During my travels to Jerusalem and Congo at the end of July, I did not witness the horrors of war directly, but I breathed an air heavy with tension that speaks louder than a thousand words. The stories I heard, the accounts entrusted to me, continue to resonate in my mind like a persistent echo, a call I cannot and will not ignore.
In Jerusalem, the thrice-holy city, every stone seems to hold memories of conflict. The walls not only divide physically but bear the weight of opposing narratives. I heard stories of broken families, of children growing up more familiar with the sound of sirens than with the sound of peace. In Congo, I listened to testimonies about the wealth of the soil that contrasts dramatically with the poverty of communities, about conflicts over resources that continue to claim innocent victims. The voices I gathered spoke to me of fleeing villages, of mothers searching for their children, of a peace that always seems to slip away like sand through fingers.
It was in these moments of direct confrontation with human suffering that the words of Dag Hammarskjöld came back to mind, spoken more than sixty years ago in the Belgian Congo, under circumstances tragically like those we face today. The great Swedish diplomat, UN Secretary-General from 1953 to 1961, addressed a group of university students with a truth that still burns today: "It is our duty to feel the moral responsibility for a war in a remote part of the world with the same force as for a war in which we ourselves, or those dear to us, were directly threatened in a physical sense."
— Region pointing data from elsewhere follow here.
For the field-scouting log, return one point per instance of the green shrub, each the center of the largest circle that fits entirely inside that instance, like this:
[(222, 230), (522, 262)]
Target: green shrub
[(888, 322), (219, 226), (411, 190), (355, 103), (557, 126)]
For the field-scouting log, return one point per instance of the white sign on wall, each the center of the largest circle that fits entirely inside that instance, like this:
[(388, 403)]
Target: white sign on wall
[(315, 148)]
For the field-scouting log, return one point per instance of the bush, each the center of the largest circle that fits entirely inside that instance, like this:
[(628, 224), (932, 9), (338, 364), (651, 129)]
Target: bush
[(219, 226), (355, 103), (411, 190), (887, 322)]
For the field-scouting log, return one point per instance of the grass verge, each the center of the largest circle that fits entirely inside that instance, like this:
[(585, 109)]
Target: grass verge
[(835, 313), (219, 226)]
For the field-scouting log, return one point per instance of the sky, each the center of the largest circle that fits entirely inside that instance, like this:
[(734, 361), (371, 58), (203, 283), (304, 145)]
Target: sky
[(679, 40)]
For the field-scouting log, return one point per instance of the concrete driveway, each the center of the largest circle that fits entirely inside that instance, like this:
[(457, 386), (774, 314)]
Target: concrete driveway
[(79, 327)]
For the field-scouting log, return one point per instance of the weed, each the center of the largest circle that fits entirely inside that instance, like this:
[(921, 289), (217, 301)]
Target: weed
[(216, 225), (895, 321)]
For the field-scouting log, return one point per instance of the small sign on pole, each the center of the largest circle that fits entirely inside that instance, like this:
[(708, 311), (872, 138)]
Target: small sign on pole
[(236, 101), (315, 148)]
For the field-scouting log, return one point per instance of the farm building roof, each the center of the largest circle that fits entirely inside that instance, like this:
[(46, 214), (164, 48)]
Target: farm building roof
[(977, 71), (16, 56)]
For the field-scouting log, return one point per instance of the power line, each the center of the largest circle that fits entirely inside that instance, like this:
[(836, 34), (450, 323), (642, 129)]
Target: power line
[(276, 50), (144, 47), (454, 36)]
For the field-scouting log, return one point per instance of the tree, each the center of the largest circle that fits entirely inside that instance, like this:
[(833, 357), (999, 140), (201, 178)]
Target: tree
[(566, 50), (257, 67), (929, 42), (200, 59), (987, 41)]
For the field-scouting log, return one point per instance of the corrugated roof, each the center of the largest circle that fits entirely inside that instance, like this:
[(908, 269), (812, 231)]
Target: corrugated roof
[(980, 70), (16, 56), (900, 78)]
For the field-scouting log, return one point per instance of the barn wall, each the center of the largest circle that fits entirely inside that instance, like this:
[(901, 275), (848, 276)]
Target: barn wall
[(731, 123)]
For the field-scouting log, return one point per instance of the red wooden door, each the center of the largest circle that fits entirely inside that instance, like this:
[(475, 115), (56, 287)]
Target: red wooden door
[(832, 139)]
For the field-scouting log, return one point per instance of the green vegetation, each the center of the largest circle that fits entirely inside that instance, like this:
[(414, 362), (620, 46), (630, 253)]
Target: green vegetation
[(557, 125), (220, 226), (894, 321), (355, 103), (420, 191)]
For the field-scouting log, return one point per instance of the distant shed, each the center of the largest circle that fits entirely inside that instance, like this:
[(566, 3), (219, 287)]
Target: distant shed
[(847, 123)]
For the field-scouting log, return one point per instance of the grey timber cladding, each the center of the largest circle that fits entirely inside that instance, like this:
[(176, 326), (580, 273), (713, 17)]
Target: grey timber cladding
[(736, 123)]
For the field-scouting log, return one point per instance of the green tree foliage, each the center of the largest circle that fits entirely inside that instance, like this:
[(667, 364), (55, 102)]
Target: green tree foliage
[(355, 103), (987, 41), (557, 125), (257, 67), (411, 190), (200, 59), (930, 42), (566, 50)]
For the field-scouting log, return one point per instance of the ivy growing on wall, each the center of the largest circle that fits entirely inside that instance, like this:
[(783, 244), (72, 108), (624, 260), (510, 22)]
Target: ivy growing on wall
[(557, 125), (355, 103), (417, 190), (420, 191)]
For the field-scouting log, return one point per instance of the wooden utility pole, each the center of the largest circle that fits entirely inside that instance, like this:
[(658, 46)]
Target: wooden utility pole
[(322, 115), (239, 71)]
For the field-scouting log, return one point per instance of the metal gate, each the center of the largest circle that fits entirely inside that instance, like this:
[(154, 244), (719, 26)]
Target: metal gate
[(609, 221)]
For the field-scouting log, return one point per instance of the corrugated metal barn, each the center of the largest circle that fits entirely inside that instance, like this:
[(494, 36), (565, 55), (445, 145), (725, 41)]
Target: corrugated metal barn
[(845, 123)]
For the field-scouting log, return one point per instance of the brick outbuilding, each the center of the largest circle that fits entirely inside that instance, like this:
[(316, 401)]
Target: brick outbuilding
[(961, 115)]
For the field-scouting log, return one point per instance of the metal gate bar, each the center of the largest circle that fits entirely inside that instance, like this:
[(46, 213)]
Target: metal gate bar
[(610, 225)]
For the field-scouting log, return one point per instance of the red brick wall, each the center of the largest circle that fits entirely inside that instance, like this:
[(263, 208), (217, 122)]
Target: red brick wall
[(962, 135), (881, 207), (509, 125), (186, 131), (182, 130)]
These words resonate with urgency in our time. Geographic distance can no longer serve as an excuse for moral indifference. Every child who dies under bombs in Gaza, every family fleeing violence in Eastern Congo, every innocent person who falls victim to hatred should shake our conscience with the same intensity with which we would react if it happened in our city, on our street, in our home.
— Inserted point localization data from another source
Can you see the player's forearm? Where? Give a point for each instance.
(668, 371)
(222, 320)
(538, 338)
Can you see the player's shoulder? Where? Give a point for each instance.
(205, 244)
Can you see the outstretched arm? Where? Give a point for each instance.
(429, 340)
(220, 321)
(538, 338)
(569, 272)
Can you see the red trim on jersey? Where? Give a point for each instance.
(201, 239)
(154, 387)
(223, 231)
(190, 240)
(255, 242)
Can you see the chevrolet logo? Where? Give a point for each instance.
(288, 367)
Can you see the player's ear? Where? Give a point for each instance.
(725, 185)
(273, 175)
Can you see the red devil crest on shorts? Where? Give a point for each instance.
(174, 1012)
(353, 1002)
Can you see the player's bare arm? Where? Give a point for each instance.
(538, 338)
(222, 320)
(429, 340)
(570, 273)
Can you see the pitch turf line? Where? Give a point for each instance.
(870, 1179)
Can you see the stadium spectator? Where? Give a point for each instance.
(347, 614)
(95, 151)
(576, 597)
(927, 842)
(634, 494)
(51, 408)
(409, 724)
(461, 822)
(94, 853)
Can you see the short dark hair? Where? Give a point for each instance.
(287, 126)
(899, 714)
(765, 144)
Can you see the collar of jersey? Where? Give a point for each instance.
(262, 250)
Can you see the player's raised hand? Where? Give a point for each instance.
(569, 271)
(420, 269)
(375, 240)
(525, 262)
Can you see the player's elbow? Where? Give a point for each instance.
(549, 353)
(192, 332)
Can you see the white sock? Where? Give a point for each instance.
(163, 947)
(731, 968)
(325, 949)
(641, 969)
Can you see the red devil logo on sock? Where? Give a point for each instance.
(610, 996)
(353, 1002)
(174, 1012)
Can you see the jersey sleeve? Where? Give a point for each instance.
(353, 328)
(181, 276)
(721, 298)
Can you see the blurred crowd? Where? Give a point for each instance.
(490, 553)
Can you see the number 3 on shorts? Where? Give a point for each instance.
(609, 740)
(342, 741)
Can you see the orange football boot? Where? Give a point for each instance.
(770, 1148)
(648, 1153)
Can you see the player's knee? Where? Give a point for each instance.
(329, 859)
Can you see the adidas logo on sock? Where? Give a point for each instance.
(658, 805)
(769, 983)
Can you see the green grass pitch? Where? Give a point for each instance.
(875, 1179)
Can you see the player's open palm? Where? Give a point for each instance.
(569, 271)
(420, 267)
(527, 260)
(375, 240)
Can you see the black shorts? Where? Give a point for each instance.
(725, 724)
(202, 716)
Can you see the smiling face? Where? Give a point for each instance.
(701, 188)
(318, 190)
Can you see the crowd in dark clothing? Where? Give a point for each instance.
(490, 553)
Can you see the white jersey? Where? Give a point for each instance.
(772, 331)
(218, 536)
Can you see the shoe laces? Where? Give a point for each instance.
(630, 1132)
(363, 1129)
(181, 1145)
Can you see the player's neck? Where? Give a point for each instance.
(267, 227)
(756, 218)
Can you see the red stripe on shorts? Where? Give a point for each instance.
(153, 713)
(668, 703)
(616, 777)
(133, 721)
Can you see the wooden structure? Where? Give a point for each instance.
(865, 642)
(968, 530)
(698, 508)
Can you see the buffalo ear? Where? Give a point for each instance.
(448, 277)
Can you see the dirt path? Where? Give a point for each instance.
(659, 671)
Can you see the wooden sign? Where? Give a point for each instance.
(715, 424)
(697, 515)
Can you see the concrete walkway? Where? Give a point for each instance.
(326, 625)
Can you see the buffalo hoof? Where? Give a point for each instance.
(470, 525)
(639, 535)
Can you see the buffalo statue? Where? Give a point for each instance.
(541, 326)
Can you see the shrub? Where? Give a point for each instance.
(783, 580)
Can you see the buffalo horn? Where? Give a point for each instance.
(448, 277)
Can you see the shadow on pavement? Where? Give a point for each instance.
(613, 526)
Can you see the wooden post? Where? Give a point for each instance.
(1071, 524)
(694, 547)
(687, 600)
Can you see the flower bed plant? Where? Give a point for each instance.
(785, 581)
Peace is not a passive state of absence of conflict, but an active commitment that requires courage. It asks us to take a stand, to raise our voice, not to remain neutral spectators in the face of injustice. Neutrality, in the presence of innocent suffering, becomes silent complicity.
Let us listen to the silent witnesses of humanity, even when we know them only through the accounts of those who have met them: they teach us that peace is not an unattainable utopia, but a daily choice that begins with recognizing in others the same dignity we claim for ourselves.
Hammarskjöld reminds us that moral responsibility knows no borders. At the end of this summer, let us heed his call: let us feel the weight of the world's suffering as if it were our own, because ultimately, it truly is.